HOLLYWOOD -- Movies have always been a part of Jane Fonda's life. She is the daughter of legendary screen star Henry Fonda and made her film debut at age 22 in the 1960 romantic comedy Tall Story.
Over the next three decades Fonda would make 40 more films, win two Oscars and be nominated for five more.
Then, in 1990 after the release of Stanley & Iris, the romantic drama she made with Robert DeNiro, Fonda announced her retirement from film.
The following year, she married her third husband, media czar Ted Turner.
They divorced in 2001 and, last year, Fonda signed to star opposite Jennifer Lopez in the comedy Monster-in-Law, which opens Friday.
The Sun sat down with Fonda recently to discuss her return to film as well as her best-selling autobiography My Life So Far.
THE SUN: Have you been itching to do a film for a while now?
FONDA: No. I wanted to see if I could have fun acting again, which I hadn't on those last few films I did 15 years ago. I'm not hoping to create a new career, but I would like to have fun on a film set a few more times at least.
THE SUN: Over those 15 years, did people try to coax you back?
FONDA: Not that much, really. There may have been a few calls.

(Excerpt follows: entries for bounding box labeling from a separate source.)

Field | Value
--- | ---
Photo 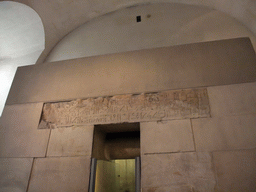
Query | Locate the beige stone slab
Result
[0,103,50,157]
[213,149,256,192]
[141,152,216,192]
[47,125,94,156]
[0,158,33,192]
[192,114,256,151]
[140,119,195,154]
[40,88,210,128]
[207,82,256,117]
[28,157,91,192]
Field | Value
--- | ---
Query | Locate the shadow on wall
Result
[0,1,45,116]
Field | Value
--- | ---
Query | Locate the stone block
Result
[0,103,50,157]
[47,126,93,156]
[28,157,91,192]
[207,82,256,117]
[0,158,33,192]
[213,149,256,192]
[140,119,195,154]
[141,152,216,192]
[192,115,256,151]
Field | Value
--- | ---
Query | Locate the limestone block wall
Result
[0,83,256,192]
[0,40,256,192]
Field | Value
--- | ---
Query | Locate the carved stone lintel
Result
[39,88,210,128]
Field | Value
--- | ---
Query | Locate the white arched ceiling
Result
[0,1,45,116]
[5,0,256,63]
[46,3,256,62]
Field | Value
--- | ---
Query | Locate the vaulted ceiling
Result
[3,0,256,63]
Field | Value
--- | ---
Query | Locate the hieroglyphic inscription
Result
[39,89,210,127]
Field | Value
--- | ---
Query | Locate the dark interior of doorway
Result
[92,123,140,192]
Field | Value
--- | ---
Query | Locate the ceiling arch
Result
[3,0,256,63]
[0,1,45,116]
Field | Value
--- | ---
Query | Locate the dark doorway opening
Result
[90,123,140,192]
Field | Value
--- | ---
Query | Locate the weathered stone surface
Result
[213,149,256,192]
[0,103,50,157]
[0,158,33,192]
[142,185,194,192]
[47,125,93,156]
[28,157,90,192]
[192,114,256,151]
[141,152,216,192]
[140,119,195,154]
[207,82,256,117]
[39,89,210,127]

THE SUN: Had you put the word out that you didn't want to act any more? Was that the reason?
FONDA: There was a wall. Definitely. I really had no intention of acting again and I didn't miss it. I am a huge fan of movies, so I went to all the big films over the years. I loved many of the performances by my contemporaries, but I never wished it was me.
In Monster-in-Law, Fonda plays a domineering, scheming mother who does not want her only son (Michael Vartan) to marry a woman (Jennifer Lopez) she considers beneath him socially and financially.
THE SUN: What was it about Monster-in-Law that made you say yes?
FONDA: I've never done a role this wild and over-the-top and I've never played an outright villain like this. I thought it would be great fun.
THE SUN: What made you think you could do this role?
FONDA: I've spent 10 years with Ted Turner. I've learned how to be over-the-top.
THE SUN: Were you apprehensive about doing a movie with Jennifer Lopez?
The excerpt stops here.